The English was awkward, intonation wrong, like she was just parroting the phrase. She was a short woman, probably about thirty though her weatherbeaten face looked older. Short and thickly built, she looked strong. She was wearing cross-strapped leggings and a rough wool tunic with an ammo belt. One side of her head had the usual thick dark peasant braid, the other cut short and bristly. Made her square features look lopsided beneath a black headband with a white design of a spiral and a staring eye.
He gritted his teeth and leaned over to pull the basket closer. Ignoring the hunks of bread and cheese, he grabbed the plastic water bottle and took long greedy swallows. He leaned back to catch his breath, eyeing her. Moisture glinted over her hair and shoulders. Clearing his throat, he thanked her in Greek. “It’s raining? That’s good, with the drought.”

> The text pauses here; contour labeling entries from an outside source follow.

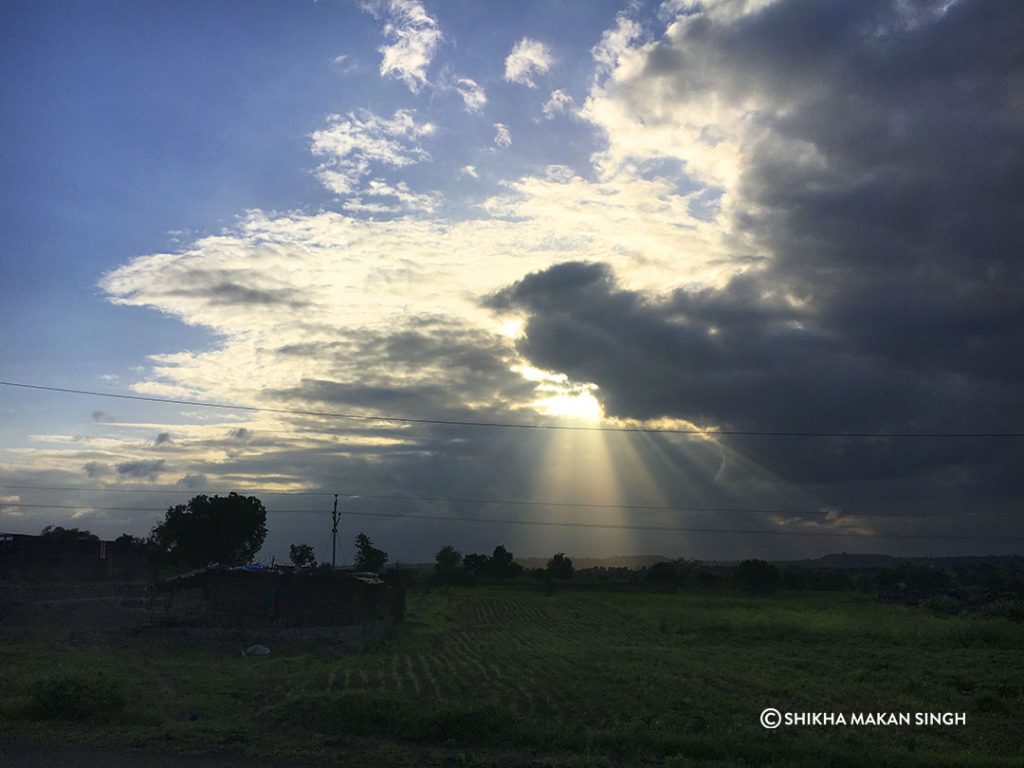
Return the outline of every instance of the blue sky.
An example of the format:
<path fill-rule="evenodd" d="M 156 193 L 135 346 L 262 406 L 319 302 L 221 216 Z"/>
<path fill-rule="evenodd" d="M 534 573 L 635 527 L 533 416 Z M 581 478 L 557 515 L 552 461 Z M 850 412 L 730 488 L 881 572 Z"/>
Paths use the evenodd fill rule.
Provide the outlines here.
<path fill-rule="evenodd" d="M 1005 431 L 1019 12 L 7 3 L 0 378 L 470 421 Z M 658 518 L 762 540 L 502 528 L 528 554 L 963 551 L 989 545 L 893 538 L 955 518 L 844 511 L 1020 500 L 1007 442 L 516 442 L 11 389 L 0 412 L 9 484 L 112 490 L 0 493 L 25 530 L 67 520 L 18 501 L 88 501 L 76 519 L 116 536 L 154 515 L 104 511 L 115 489 L 342 485 L 806 513 Z M 307 532 L 276 530 L 278 554 Z M 378 535 L 413 558 L 496 536 Z"/>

She looked startled. “Only a little, a storm from the earthquake.” Then she caught herself, gripping the rifle tighter. “You speak Greek, yet you come from America?”

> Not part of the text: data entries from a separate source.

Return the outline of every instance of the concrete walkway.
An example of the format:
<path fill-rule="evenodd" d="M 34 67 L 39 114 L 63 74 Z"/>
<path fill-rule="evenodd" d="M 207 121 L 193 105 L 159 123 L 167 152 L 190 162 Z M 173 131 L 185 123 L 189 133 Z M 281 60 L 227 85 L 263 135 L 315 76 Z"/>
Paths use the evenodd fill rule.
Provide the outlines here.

“Piraeus, now. Where am I? Why are you keeping me here?”
She frowned. “We would have killed you, but we think you’re not one of the mercenaries invading our mountain. You were with Ariadne Demodakis?”
“That’s right.” They must not have found her.
“If we didn’t believe that, we would kill you now. Though she won’t need you when she joins us. We allow men only for the ceremonies.” A cryptic smile. Her head tilted toward his chest. “Did she give you that necklace?”
“I— Yes, she gave it to me.” He realized with annoyance he was touching the polished crystal again, and he dropped his hand onto the blanket. “What do you mean, when she joins you?” Corybantes, that was it, Ariadne had said that . . . last night? He racked his brain. News clips hadn’t said much about them, really. But there was something. . . .
“No more questions.” Her eyes shifted uneasily from the pendant. “Take the food out and push the basket back. There’s pain medicine, too. Your leg is broken, so don’t think you can escape.”
He tossed the basket to her feet. She picked it up and backed to the doorway.
“How long are you going to keep me here? What do you want with me?”
“Rest. You’ll be questioned later.” She started to pull the door shut.
“Damn it, wait! You can’t just—”
“We do what we will, what no man tells us.” She turned back to regard him impassively. “You look like strong stock. If you obey, we might let you recover to be crowned the vine king. To claim the throne and its pleasures for the rest of your life.”
“What?” His head was throbbing again. “Vine king? But you allow no men. . . .”
Again the odd smile, before the door latched shut. “The vine king reigns only for one night.”